Dalla Ricordi al successo con Battisti
Figlio di un dirigente della casa discografica Ricordi, Mogol iniziò la sua carriera come ragioniere, ma presto la sua passione per le parole e la musica prese il sopravvento. Entrò nella Radio Record Ricordi, la sezione “pop” di un’azienda allora concentrata sulla musica classica, e in pochi anni contribuì a trasformarla in un punto di riferimento per la nuova canzone italiana. Fu lì che scoprì e lanciò artisti come Giorgio Gaber e Adriano Celentano, prima di incontrare Lucio Battisti, l’uomo destinato a cambiare la sua vita artistica.
Nonostante avesse già firmato successi per molti interpreti, fu con Battisti che nacque un sodalizio irripetibile. Insieme scrissero alcuni dei brani più iconici della musica leggera, da Mi ritorni in mente a Il mio canto libero, dando voce a un’intera generazione.
“Battisti non era tirchio”
Nell’intervista, Mogol approfitta anche per smentire alcune leggende attorno all’amico e collaboratore, come quella del presunto tirchieria di Battisti. A sostegno, racconta due episodi emblematici: il rifiuto di un tour internazionale offerto da Paul McCartney e dal suo staff, perché non avrebbe garantito a Lucio piena libertà artistica, e l’offerta milionaria di Gianni Agnelli per un concerto al Teatro Regio di Torino.
“Offriva due miliardi, eventualmente anche su conto estero. Lucio li rifiutò e rifiutò anche di parlare personalmente con Agnelli, che voleva convincerlo”, racconta Mogol, sottolineando la coerenza e l’integrità dell’amico.
La separazione e le questioni economiche
La collaborazione tra i due si interruppe nel 1980, con Una giornata uggiosa, ultimo album firmato insieme.
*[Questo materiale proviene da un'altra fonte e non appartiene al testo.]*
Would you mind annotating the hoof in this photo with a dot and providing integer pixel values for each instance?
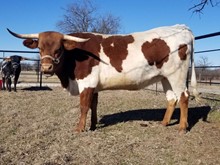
(164, 123)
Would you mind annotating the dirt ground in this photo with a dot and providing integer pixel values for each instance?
(36, 127)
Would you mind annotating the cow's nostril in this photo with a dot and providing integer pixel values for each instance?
(50, 68)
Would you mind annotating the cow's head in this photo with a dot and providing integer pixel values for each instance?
(51, 46)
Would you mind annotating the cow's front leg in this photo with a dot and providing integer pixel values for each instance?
(15, 83)
(169, 112)
(85, 103)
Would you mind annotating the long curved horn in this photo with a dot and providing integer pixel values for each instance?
(72, 38)
(24, 36)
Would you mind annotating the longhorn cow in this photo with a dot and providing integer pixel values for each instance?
(87, 63)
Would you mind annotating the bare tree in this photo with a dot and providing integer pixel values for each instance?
(83, 17)
(199, 7)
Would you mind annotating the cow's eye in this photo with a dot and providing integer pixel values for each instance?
(58, 51)
(40, 49)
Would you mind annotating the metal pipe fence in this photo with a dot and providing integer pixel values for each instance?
(39, 78)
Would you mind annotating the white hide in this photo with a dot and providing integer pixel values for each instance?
(137, 73)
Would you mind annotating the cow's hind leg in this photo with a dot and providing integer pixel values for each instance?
(171, 101)
(184, 101)
(8, 84)
(94, 112)
(3, 83)
(85, 103)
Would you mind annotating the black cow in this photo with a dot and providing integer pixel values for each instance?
(11, 69)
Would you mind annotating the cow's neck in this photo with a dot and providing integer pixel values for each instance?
(66, 71)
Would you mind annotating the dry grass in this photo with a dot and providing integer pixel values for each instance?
(37, 128)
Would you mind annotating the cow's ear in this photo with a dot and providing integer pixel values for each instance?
(7, 59)
(30, 43)
(69, 45)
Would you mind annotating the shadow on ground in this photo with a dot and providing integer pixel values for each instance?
(37, 89)
(194, 115)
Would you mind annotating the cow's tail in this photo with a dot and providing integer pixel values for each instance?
(193, 76)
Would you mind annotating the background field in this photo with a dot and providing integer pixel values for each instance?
(36, 127)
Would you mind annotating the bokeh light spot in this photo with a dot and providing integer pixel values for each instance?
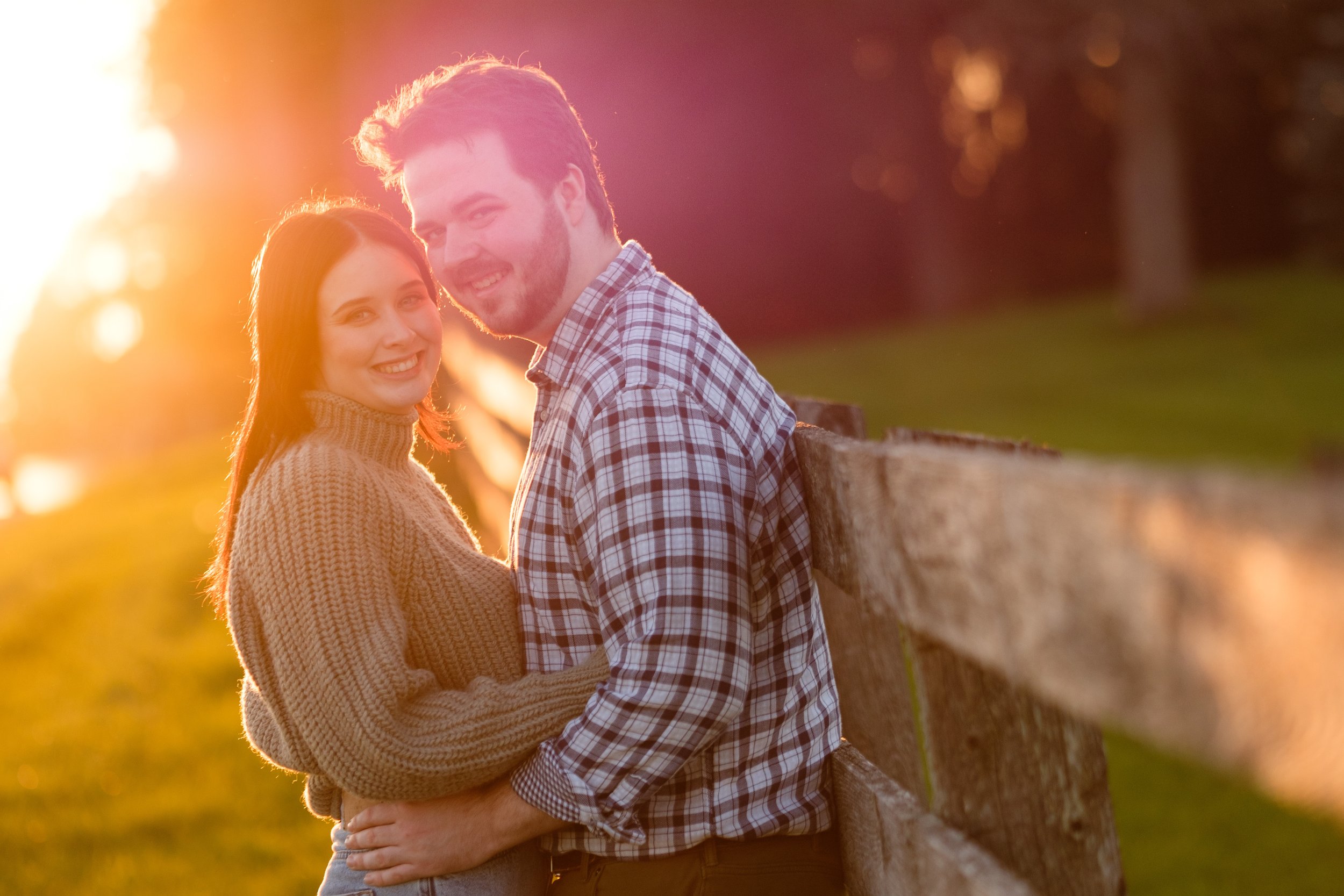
(116, 329)
(106, 267)
(7, 507)
(42, 485)
(979, 81)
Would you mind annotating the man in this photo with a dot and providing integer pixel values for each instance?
(659, 513)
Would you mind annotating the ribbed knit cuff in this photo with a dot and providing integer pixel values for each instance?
(544, 784)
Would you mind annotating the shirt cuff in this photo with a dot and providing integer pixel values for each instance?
(544, 784)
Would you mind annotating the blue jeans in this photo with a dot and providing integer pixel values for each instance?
(522, 871)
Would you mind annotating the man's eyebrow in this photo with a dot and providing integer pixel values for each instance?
(474, 198)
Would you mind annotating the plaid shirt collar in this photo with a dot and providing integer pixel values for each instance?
(557, 361)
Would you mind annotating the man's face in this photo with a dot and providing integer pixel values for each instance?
(499, 246)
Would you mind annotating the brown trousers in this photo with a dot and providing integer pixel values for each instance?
(768, 867)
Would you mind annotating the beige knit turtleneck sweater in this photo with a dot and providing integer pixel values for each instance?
(381, 647)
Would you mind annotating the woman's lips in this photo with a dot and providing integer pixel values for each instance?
(402, 369)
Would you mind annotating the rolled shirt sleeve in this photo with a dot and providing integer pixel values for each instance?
(662, 542)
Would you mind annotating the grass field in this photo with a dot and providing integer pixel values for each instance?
(1252, 377)
(124, 770)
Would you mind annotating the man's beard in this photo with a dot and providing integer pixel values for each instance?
(544, 277)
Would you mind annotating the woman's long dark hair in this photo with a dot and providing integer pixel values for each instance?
(294, 261)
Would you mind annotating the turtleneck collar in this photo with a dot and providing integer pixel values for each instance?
(375, 434)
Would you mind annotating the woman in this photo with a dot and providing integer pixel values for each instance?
(381, 647)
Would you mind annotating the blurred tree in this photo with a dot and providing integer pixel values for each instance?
(1140, 54)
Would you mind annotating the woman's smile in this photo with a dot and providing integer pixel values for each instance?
(405, 369)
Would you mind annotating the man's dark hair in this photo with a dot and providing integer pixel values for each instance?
(523, 104)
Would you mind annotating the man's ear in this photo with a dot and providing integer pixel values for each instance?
(573, 192)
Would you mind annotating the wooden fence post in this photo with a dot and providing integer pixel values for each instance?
(1020, 778)
(866, 647)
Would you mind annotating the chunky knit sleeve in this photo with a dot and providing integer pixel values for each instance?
(318, 555)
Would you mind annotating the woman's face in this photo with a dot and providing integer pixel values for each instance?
(378, 329)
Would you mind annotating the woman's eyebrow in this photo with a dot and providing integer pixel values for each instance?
(413, 281)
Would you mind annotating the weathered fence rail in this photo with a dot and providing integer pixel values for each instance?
(991, 604)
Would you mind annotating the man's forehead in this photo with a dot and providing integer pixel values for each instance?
(444, 174)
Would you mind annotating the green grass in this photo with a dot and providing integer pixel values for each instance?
(1253, 374)
(1252, 377)
(124, 769)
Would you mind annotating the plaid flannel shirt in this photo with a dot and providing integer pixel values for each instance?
(660, 513)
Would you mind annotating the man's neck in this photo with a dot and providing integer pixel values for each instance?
(587, 264)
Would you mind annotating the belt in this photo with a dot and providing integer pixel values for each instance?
(711, 849)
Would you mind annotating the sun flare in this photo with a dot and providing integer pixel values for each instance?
(73, 73)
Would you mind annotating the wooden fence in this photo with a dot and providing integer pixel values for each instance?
(990, 604)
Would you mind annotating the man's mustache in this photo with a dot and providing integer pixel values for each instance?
(476, 269)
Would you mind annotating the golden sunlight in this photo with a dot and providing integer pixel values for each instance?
(76, 80)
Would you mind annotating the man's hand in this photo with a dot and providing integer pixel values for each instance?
(413, 840)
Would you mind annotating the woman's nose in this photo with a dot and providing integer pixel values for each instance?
(398, 332)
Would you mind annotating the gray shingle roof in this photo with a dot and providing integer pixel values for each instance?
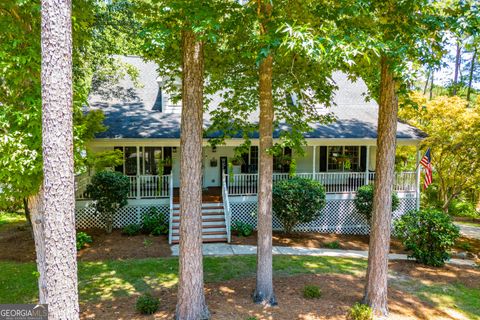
(132, 112)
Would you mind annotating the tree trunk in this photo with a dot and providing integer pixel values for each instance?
(264, 286)
(457, 68)
(58, 223)
(191, 303)
(431, 86)
(426, 83)
(377, 272)
(470, 76)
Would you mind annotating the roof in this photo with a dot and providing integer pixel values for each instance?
(131, 111)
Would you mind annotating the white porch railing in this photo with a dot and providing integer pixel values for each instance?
(141, 187)
(334, 182)
(170, 216)
(226, 207)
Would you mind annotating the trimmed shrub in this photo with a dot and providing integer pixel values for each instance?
(82, 239)
(131, 230)
(297, 200)
(360, 311)
(364, 201)
(153, 223)
(147, 304)
(110, 191)
(429, 234)
(311, 292)
(242, 229)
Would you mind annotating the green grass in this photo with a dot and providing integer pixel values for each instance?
(451, 297)
(7, 219)
(108, 279)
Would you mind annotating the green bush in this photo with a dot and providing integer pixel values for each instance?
(152, 223)
(110, 192)
(360, 311)
(131, 230)
(147, 304)
(333, 245)
(242, 229)
(82, 239)
(297, 200)
(364, 201)
(311, 292)
(429, 234)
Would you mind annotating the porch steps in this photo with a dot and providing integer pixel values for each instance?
(213, 223)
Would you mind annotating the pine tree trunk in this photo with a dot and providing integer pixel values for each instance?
(264, 286)
(470, 76)
(191, 303)
(377, 272)
(59, 281)
(457, 69)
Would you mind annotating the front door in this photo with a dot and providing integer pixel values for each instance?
(223, 168)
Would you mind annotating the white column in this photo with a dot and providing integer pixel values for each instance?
(314, 161)
(367, 165)
(138, 172)
(417, 178)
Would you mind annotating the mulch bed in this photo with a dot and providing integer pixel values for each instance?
(232, 299)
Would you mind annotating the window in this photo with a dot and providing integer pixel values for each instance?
(281, 163)
(131, 156)
(345, 158)
(250, 161)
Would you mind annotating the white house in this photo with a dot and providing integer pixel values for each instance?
(144, 123)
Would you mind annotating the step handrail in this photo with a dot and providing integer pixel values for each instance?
(226, 207)
(170, 219)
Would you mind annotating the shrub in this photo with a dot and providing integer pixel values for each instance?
(360, 311)
(333, 245)
(364, 201)
(110, 191)
(429, 234)
(153, 223)
(242, 229)
(297, 200)
(311, 292)
(147, 304)
(131, 230)
(82, 239)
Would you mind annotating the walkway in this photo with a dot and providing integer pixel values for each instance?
(469, 231)
(224, 249)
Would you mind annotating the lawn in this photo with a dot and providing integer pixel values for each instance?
(111, 282)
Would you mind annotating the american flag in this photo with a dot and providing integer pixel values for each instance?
(426, 163)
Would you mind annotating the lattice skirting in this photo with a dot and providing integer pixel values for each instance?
(338, 216)
(86, 217)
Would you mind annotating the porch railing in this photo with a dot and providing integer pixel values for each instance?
(170, 216)
(333, 182)
(226, 207)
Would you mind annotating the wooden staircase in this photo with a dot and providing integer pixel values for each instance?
(214, 228)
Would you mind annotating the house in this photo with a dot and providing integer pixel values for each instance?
(144, 122)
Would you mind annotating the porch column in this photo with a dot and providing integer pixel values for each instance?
(314, 161)
(417, 179)
(138, 173)
(367, 165)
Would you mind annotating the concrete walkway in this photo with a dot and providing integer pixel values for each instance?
(469, 231)
(225, 249)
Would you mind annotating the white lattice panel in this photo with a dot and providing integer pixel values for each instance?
(338, 216)
(86, 217)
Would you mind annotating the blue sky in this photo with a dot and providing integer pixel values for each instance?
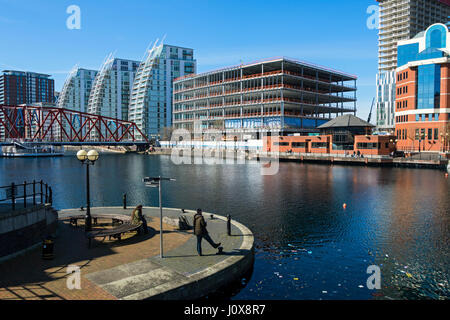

Poi Battisti pubblicò E già e gli album “bianchi”, segnando una svolta radicale.
“Non ci fu nessun litigio”, precisa Mogol. “Fu tutto una questione di principio, legata alla ripartizione delle quote azionarie di una nuova società. Dovevano essere al 50%, Lucio accettò ma poi fece marcia indietro. Non so se avesse parlato con qualcuno che l’aveva consigliato diversamente”.
L’autore non vuole pensare che dietro quella decisione ci fosse l’influenza della moglie di Battisti, Grazia Letizia Veronese, anche se in seguito tra i due ci fu una causa legata alla gestione della società editoriale Acqua Azzurra.
“Non eravamo fascisti”
Mogol affronta anche uno dei temi più controversi: le accuse politiche rivolte a lui e a Battisti.
“Chi non era schierato era ritenuto fascista. Il silenzio era considerato assenso”, spiega.
Ricorda come, negli anni Settanta, anche artisti apertamente progressisti come Francesco De Gregori e Fabrizio De André subirono contestazioni.
“Insinuarono che Lucio finanziasse Ordine Nuovo, e che le braccia alzate nella copertina di La collina dei ciliegi fossero saluti romani, mentre per noi quelle braccia tese al cielo avevano un senso mistico.”
Per Mogol, a Battisti interessava solo la musica. Lui stesso si definisce invece appartenente “a una cultura socialista e pacifista”.